Evidence of Things Unseen
MARIANNE WIGGINS
Simon & Schuster, 2003; 400 pages.
This novel was a SHOCK to me. A shock because I had never heard a word about it and frankly didn’t expect it to be very good. I have a bad habit that way, maintaining low expectations for novels that I haven’t heard about. Evidence of Things Unseen is an excellent reminder to myself to not be so pre-judgmental about unknown books. Because this book was amazing.
I wouldn’t have changed a single character, a single line in this entire novel. The writing is exquisitely beautiful and simple and the story is unlike anything that I have read this past year. Marianne Wiggins tells us the story of Fos, recently returned to Tennessee from the trenches of France. Fos is fascinated with X-rays, electricity, and bioluminescence. On a trip to the North Carolina coast to study a meteor shower, he meets and falls in love with Opal. Their romance and the trajectory of their life together form the structure of this gorgeous, poetic novel.

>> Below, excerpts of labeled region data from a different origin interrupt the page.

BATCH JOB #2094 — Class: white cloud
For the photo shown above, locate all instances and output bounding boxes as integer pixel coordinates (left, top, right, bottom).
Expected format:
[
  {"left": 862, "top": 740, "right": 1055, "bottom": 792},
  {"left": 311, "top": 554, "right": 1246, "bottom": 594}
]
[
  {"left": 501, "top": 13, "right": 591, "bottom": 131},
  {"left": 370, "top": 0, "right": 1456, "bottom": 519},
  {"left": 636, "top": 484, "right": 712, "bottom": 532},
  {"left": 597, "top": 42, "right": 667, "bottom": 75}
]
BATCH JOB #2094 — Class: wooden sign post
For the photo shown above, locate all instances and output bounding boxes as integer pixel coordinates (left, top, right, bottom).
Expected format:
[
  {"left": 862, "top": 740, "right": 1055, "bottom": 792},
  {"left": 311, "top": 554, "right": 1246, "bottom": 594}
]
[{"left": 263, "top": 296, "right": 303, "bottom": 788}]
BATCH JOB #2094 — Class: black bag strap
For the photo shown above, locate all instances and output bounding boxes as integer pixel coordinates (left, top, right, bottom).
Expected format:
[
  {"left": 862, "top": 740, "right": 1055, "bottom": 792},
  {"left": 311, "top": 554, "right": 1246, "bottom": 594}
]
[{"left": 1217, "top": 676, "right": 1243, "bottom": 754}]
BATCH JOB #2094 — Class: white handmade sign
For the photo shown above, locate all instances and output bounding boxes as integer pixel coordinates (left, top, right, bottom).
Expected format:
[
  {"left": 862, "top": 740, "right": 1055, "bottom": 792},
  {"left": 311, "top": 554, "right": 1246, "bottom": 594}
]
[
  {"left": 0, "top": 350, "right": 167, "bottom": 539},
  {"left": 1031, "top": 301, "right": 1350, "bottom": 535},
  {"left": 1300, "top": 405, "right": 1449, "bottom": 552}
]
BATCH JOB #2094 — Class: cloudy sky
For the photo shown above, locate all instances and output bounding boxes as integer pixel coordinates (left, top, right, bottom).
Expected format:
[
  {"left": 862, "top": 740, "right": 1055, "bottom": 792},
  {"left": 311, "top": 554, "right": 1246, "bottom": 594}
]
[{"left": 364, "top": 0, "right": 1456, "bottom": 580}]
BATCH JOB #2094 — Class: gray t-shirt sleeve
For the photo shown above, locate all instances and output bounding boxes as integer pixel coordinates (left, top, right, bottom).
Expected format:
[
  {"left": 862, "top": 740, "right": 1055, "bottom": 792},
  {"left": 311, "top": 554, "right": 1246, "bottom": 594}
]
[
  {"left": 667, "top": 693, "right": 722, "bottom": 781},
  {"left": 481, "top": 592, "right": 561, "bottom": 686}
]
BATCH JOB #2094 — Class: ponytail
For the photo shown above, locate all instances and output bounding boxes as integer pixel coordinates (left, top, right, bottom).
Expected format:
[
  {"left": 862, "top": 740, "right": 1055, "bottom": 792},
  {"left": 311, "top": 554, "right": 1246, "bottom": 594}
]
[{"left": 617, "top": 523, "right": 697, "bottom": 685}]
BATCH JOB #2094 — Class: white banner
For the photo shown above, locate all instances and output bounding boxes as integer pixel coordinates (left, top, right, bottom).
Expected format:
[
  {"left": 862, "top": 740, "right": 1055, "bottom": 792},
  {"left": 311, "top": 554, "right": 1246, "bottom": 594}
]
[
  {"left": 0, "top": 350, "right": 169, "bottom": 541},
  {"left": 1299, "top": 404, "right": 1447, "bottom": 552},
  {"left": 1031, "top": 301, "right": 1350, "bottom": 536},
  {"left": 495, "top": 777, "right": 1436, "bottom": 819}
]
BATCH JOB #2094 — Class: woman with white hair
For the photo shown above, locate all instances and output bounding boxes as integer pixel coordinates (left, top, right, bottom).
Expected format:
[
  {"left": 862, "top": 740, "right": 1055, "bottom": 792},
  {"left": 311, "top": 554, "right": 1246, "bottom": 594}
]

I could tell you all of the details of the story, the small flights of the plot, but such a recounting would cheapen the beauty of this book. At its heart, Evidence of Things Unseen is a love story: love between a man and a woman, between people and scientific “progress,” between parents and their child. I just don’t even know what to say about it, except that it is beautifully and perfectly written and I am grateful for it.
I love reading your book lists and reviews. I have to ask– are you a lender of books?
Thanks, Natalie! I appreciate it. I confess: I don’t often lend out my books, since almost everyone who borrows a book never returns it. Or, in other words, I lend books I don’t care about and don’t expect to see again. That said, I read many of this year’s favorites from the library!
I am reading this book right now and really enjoying it. Thanks for recommending it. All the best in 2013!